La Corte di Cassazione accoglie il ricorso del lavoratore e rinvia la decisione nel merito alla Corte di Appello, riaffermando l’ormai consolidato orientamento secondo il quale, per escludere la responsabilità del datore di lavoro, non basta solo che il lavoratore contravvenga alle misure di sicurezza, ma è necessario che, con la sua condotta, incrementi il rischio della lavorazione svolta, in maniera nettamente superiore rispetto all’ordinario.

In particolare, la Corte si sofferma sulla definizione del cosiddetto rischio elettivo, quale comportamento del dipendente caratterizzato da abnormità, inopinabilità ed esorbitanza, rispetto al procedimento lavorativo ordinario ed alle direttive ricevute.

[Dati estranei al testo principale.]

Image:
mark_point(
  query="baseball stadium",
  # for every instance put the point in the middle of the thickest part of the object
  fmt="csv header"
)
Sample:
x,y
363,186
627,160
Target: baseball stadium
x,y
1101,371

Trattasi di una condotta imprevedibile ed eccezionale che si qualifica come causa esclusiva dell’evento lesivo.

Nel caso in esame poi, la Suprema Corte ha anche valutato l’idoneità delle misure di sicurezza adottate dall’impresa, sottolineando che il datore di lavoro avrebbe dovuto valutare il rischio anche in relazione ad una possibile condotta negligente ed imprudente dei lavoratori, impiegando misure di sicurezza idonee ad impedire l’accesso degli stessi alla zona non sicura, tramite strumenti tecnologicamente avanzati che precludessero fisicamente di azionare il carroponte.

“L'obbligo di tutela delle condizioni di lavoro posto dall'articolo 2087 c.c., non può dirsi adempiuto se le misure di prevenzione adottate nella organizzazione delle modalità operative della prestazione, da parte del datore di lavoro e dal committente, non siano idonee ad eliminare del tutto o, comunque, nella misura massima possibile secondo la particolarità del lavoro, l'esperienza e la tecnica, anche i rischi derivanti da imprudenza, negligenza o imperizia del lavoratore, sicché' ove l'infortunio costituisca realizzazione di tali rischi, deve anche escludersi il concorso di colpa del lavoratore”.

La Suprema Corte ha, pertanto, stabilito che per escludere la responsabilità del datore di lavoro è necessario che egli dimostri di aver adottato tutte le misure necessarie per evitare il verificarsi del danno, di aver vigilato sull’effettivo rispetto da parte dei lavoratori delle cautele previste, anche in relazione a possibili condotte imprudenti di questi ultimi e che il loro comportamento sia strettamente personale, qualificandosi come eccezionale e di per sé solo idoneo ad interrompere il nesso di causalità tra prestazione e attività assicurata.